Vielfach wurde schon darüber diskutiert, unter welchen Umständen eine gewerbsmäßige unerlaubte Verwertung urheberrechtlich geschützter Werke, sogenanntes Raubkopieren, vorliegt. Nun hat das OLG Hamm dargelegt, welche Anforderungen an ein Urteil zu stellen sind, das dieses Delikt zum Gegenstand hat.
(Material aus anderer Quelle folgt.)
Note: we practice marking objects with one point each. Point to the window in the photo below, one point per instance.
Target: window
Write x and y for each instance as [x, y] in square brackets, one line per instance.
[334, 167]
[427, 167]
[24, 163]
Die Angeklagte hatte nach den Feststellungen der Vorinstanz zwischen dem 20. Oktober 2012 und dem 5. Januar 2013 mehrere CDs und DVDs auf Flohmärkten verkauft. Dabei habe es sich um Raubkopien gehandelt, was die Angeklagte gewusst habe. Betroffen seien unter anderem die CDs "DJ Dark Shadow, Chartbox Volume 10" und "Chartsurfer - Volume 26" sowie die DVDs "Beat Hits DVD - Volume 28" und "Jim Hit Mix 2012" gewesen.
Das AG Essen verurteilte die (vorbestrafte) Angeklagte wegen gewerbsmäßiger unerlaubter Verwertung urheberrechtlich geschützter Werke in vier Fällen zu einer Freiheitsstrafe von 1 Jahr und 3 Monaten. Dagegen legte die Angeklagte Berufung ein - mit teilweisem Erfolg: Das LG Essen schraubte die Freiheitsstrafe auf 9 Monate herunter (29 Ns 4/14). Gegen dieses Urteil legte die - noch nicht rechtskräftig - Verurteilte Revision beim OLG Hamm ein.
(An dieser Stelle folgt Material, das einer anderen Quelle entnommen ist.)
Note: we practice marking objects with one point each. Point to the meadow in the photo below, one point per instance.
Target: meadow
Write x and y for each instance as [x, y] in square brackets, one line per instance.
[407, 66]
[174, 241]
Feststellungen des Landgerichts nicht konkret genug

Das OLG Hamm ließ es nicht ausreichen, dass das LG Essen in seinem Urteil Angaben zu den Titeln der Alben gemacht hatte, und verwies die Sache zur erneuten Verhandlung und Entscheidung an das LG zurück.
Zwar sei das LG zu Recht vom Straftatbestand des § 108 Abs. 1 Nr. 5 UrhG ausgegangen, weil die Staatsanwaltschaft der Angeklagten vorgeworfen hatte, ohne Erlaubnis der Rechteinhaber entgegen § 85 UrhG (Verwertungsrechte der Tonträgerhersteller) Tonträger verwertet zu haben. Allerdings reichten die Feststellungen des LG im Urteil nicht für eine Verurteilung wie geschehen aus. § 108 Abs. 1 Nr. 5 UrhG diene "dem Schutz des Tonträgerherstellers bzw. seiner verwertungsrechtlichen Befugnisse". Hersteller von Tonträgern haben nach § 85 Abs. 1 UrhG das ausschließliche Recht, den Tonträger zu vervielfältigen, zu verbreiten und öffentlich zugänglich zu machen. Der persönliche Schutzbereich der Tonträgerhersteller ist in § 126 UrhG geregelt, auf die das OLG näher eingeht. Vor diesem Hintergrund bedürfe es "der Feststellung einer konkret geschützten Tonaufnahme (Titel, Interpret, ggf. Album) und des dazugehörigen Rechteinhabers". Die bloße Feststellung, dass die Angeklagte Raubkopien hergestellt habe, könne für eine Verurteilung nach § 108 Abs. 1 Nr. 5 UrhG nicht genügen, ebenso wenig wie die Angabe der CD- und DVD-Albumtitel. Rechteinhaber ließen sich so nicht erkennen. Teilweise handele es sich sogar offenbar um Piratenlabels, welche naturgemäß nicht geeignet seien, den tatsächlichen Rechteinhaber erkennen zu lassen.

Ausnahmen möglich

Ausnahmsweise sind nach Ansicht des OLG konkrete Feststellungen zum Tonträgerhersteller/Rechteinhaber entbehrlich, sofern feststeht, dass der Tonträgerhersteller seinen Sitz in einem Mitgliedsland des Genfer Übereinkommens zum Schutz der Hersteller von Tonträgern gegen die unerlaubte Vervielfältigung ihrer Tonträger(TontrSchÜ) hat (vgl. § 126 Abs. 3 UrhG). Denn dann könne es möglich sein, Rückschlüsse von den Interpreten, Titeln und Musikunternehmen auf bekannte Tonträgerhersteller in den USA zu ziehen. Die USA sind bereits 1974 dem Tonträger-Abkommen beigetreten. Auch diesbezügliche Feststellungen fehlten in dem Urteil des LG Essen, so dass die Revision der Angeklagten Erfolg hatte.